Ahora bien, esa gracia sacramental (el amor nuevo), a su vez, aporta otra
novedosa realidad que los esposos han de tener a la vista. El amor humano -el
amor sensible y afectivo- nace y crece, pero también puede morir, pues el
corazón del hombre y de la mujer es capaz de crearlo y de destruirlo. Es el
caso frecuente en tantos matrimonios. Por el contrario, el amor sobrenatural
no lo crea el corazón del hombre y de la mujer, sino que es otorgado
-infundido- por Dios. Los esposos cristianos pueden, ciertamente, ayudar a su
crecimiento y también impedir que ejerza sus funciones propias, pero nunca
pueden secar la fuente de la que mana, que es el mismo Cristo actuante por la
fuerza del sacramento que han recibido. Por ello, si en alguna ocasión los
esposos agotan el amor sensible y afectivo, es el momento de recurrir al amor
sobrenatural -al «agápe»-, que vuelve a ser fecundo cuando los esposos se
empeñan en hacerlo fructificar por medio de la oración y la recepción de los
sacramentos. Mas aún, ese amor sobrenatural -«agápe»- puede ayudar a que
recuperen el amor sensible y afectivo que dieron origen al matrimonio. Como
escribió Bernanos, «si quieres amar de verdad, no os pongáis lejos del Amor».

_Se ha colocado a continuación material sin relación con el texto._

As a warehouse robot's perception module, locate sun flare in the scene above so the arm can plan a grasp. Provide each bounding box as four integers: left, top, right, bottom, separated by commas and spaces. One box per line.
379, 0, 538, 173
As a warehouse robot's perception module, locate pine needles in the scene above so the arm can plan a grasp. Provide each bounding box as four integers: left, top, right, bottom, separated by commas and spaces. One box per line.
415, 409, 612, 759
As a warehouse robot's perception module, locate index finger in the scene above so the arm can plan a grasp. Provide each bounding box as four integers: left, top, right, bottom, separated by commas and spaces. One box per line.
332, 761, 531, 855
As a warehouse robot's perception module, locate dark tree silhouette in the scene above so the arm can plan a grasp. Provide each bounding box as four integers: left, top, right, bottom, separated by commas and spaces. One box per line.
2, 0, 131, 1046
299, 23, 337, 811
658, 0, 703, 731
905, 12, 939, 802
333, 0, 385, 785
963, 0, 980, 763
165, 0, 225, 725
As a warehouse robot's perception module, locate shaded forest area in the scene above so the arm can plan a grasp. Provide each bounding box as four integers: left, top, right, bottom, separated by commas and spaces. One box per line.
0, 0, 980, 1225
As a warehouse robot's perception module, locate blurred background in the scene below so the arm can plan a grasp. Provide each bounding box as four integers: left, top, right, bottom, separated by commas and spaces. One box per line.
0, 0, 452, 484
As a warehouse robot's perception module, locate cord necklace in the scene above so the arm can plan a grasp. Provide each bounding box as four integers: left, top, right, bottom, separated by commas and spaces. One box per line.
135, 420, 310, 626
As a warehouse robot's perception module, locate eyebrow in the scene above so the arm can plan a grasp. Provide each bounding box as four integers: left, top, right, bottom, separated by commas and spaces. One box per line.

Esa es, precisamente, la grandeza del matrimonio cristiano: es una comunidad
de vida y de amor, que se confiere mediante la recepción de un Sacramento, y
por ello tiene su origen en el mismo querer de Dios. De ahí que, una vez dado
el consentimiento mutuo que justifica la entrega, la realidad del matrimonio
queda fuera de la voluntad de los esposos. Ellos deben cooperar activamente a
su realización y han de esforzarse en llevar a plenitud la comunidad de vida y
amor que libremente han elegido y consentido. Así se expresa el Concilio
Vaticano II:
“Fundada por el Creador y en posesión de sus propias leyes, la íntima
comunidad conyugal de vida y amor se establece sobre la alianza de los
cónyuges, es decir, sobre su consentimiento personal e irrevocable (...). Este
vinculo sagrado, en atención al bien tanto de los esposos y de la prole como
de la sociedad, no depende del arbitrio humano. El mismo Dios es el autor del
matrimonio” (GS48).
El amor es fecundo. La fecundidad del matrimonio
Se dice y es convicción generalizada que, por su propia naturaleza, «el amor
es fecundo». En efecto, el amor del hombre y de la mujer lleva a expresarse en
el hijo. Los hijos son la plasmación del amor entre el esposo y esposa. Por
eso, excepto en caso de que entre en juego algún imponderable, los esposos
desean tener un hijo y procuran gozar de descendencia.
Pues bien, la fuente de la vida humana es la sexualidad. En consecuencia,
parece normal que el uso del amor conyugal en el matrimonio deba estar normado
por reglas de conducta que respeten esa función tan decisiva, cual es la de
engendrar la vida de otros hombres. Ya en la presentación de la primera
pareja, Dios la bendijo con el fin de que fuese fecunda y procrease (Gn 1,28),
A partir de este primer texto bíblico, el Catecismo de la Iglesia Católica
argumenta acerca de la fecundidad del matrimonio como una exigencia del amor:
«Dios que ha creado al hombre por amor lo ha llamado también al amor, vocación
fundamental e innata de todo ser humano. Porque el hombre fue creado a imagen
y semejanza de Dios (cf Gn 1,27), que es amor (cf 1 Jn 4,8.16). Habiéndolos
creado Dios hombre y mujer, el amor mutuo entre ellos se convierte en imagen
del amor absoluto e indefectible con que Dios ama al hombre. Este amor es
bueno a los ojos del Creador (cf Gn 1,31). Y este amor que Dios bendice es
destinado a ser fecundo y a realizar en la obra común del cuidado de la
creación. “Y los bendijo Dios y les dijo: «Sed fecundos y multiplicaos, y
llenad la tierra y sometedla” (Gn 1,28»> (CEC 1604).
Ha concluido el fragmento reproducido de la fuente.